Published IP sources:

- https://developers.google.com/static/crawling/ipranges/common-crawlers.json
- https://developers.google.com/static/crawling/ipranges/special-crawlers.json
- https://developers.google.com/static/crawling/ipranges/user-triggered-fetchers.json
- https://developers.google.com/static/crawling/ipranges/user-triggered-fetchers-google.json
- https://developers.google.com/static/crawling/ipranges/user-triggered-agents.json

Expected behavior:

- Google distinguishes automatic crawlers from user-triggered fetchers.
- Google recommends verification by user-agent, source IP, reverse DNS, and
  forward DNS.
- Google crawlers may use HTTP/1.1 or HTTP/2 and may use caching headers such
  as ETag and If-None-Match.

### Microsoft / Bing / Copilot

Official sources:

- https://www.bing.com/webmasters/help/which-crawlers-does-bing-use-8c184ec0
- https://www.bing.com/webmasters/help/how-to-verify-bingbot-3905dc26
- https://www.bing.com/toolbox/bingbot.json

Known agents:

- `bingbot`
- `BingPreview`
- `adidxbot`

Expected behavior:

- Copilot web citations are generally expected to depend on Bing indexing or
  Bing-backed retrieval rather than a separate public Copilot crawler identity.
- Verification should combine user-agent and Microsoft-published IP ranges.

### Anthropic / Claude

Official source:

- https://support.claude.com/en/articles/8896518-does-anthropic-crawl-data-from-the-web-and-how-can-site-owners-block-the-crawler

Known agents:

- `ClaudeBot`: model-development crawling.
- `Claude-User`: user-initiated Claude retrieval.
- `Claude-SearchBot`: search quality and search response crawling.

Published IP source:

- https://claude.com/crawling/bots.json

Expected behavior:

- Anthropic separates model training, user retrieval, and search optimization.
- Anthropic supports robots.txt and the non-standard `Crawl-delay` directive.
- A request from an IP in the published list indicates Anthropic origin, but
  bot role still needs user-agent and behavior evidence.

### Perplexity

Official source:

- https://docs.perplexity.ai/docs/resources/perplexity-crawlers

Known agents:

- `PerplexityBot`: search result discovery and linking.
- `Perplexity-User`: user-requested page fetches.

Published IP sources:

- https://www.perplexity.com/perplexitybot.json
- https://www.perplexity.com/perplexity-user.json

Expected behavior:

- `PerplexityBot` should respect robots.txt for indexing/discovery.
- `Perplexity-User` is user-triggered and Perplexity says it generally ignores
  robots.txt rules.
- Both IP and user-agent should be combined for identification.
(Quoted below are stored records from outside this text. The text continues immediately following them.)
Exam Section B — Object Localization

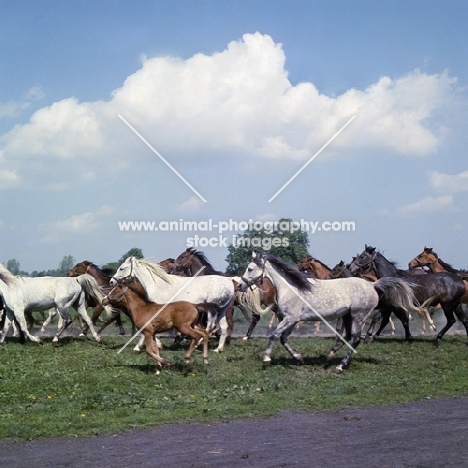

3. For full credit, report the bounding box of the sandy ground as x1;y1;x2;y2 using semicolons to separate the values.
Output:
0;397;468;468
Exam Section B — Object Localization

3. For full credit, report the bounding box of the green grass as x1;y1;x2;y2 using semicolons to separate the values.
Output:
0;330;468;439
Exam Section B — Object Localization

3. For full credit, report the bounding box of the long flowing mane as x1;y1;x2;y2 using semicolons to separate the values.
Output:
310;257;331;271
0;263;17;286
131;257;174;284
437;257;466;275
187;249;225;276
78;260;113;278
262;254;312;292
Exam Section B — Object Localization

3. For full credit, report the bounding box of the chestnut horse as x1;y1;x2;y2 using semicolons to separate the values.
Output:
172;248;252;344
103;278;209;373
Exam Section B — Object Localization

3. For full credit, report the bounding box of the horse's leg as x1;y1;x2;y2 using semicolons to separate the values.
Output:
424;308;437;331
263;317;300;365
455;304;468;342
75;298;102;343
336;310;370;373
214;316;229;353
242;311;260;341
142;330;171;374
226;301;234;344
133;335;145;353
327;313;353;361
365;310;382;343
435;304;456;346
52;307;73;342
393;307;413;344
268;312;276;330
0;307;42;344
41;307;57;333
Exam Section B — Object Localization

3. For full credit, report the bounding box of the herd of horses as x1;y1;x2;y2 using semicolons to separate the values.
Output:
0;245;468;372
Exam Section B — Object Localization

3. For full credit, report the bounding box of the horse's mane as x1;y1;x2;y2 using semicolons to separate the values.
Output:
437;257;466;274
132;257;174;284
310;257;331;270
262;254;312;292
0;263;17;286
187;248;224;275
377;252;408;275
## Other Major Systems To Add

### Apple / Applebot

Official source: https://support.apple.com/en-us/119829

Known agents:

- `Applebot`
- `Applebot-Extended`
- `iTMS`

Notes:

- Apple says Applebot data powers Spotlight, Siri, Safari, and may be used for
  Apple foundation models.
- `Applebot-Extended` is a control signal for training use and does not crawl
  pages itself.
- Apple publishes IP CIDRs at https://search.developer.apple.com/applebot.json.

### Meta

Official source: https://developers.facebook.com/docs/sharing/webmasters/web-crawlers

Known agents from current secondary search result:

- `meta-externalagent`
- `meta-externalfetcher`
- `facebookexternalhit`

Status:

- Needs direct official fetch confirmation. The public page did not render
  through the lightweight fetch during this pass.

### ByteDance

Known agents:

- `Bytespider`

Status:

- Needs official source verification.

### Common Crawl

Known agents:

- `CCBot`

Status:

- Important because many AI data pipelines use Common Crawl datasets, but it is
  not an AI assistant by itself. Needs separate handling.

### Brave Search

Known agents:

- Brave Search bot identities need official confirmation.

Status:

- Relevant because Brave Search can be used by AI answer engines.

### You.com

Known agents:

- `YouBot`

Status:

- Needs official source verification.

### Cohere, Mistral, xAI, Amazon, Databricks, Baidu, Yandex

Status:

- Track as potential targets. Add only after official or observed evidence.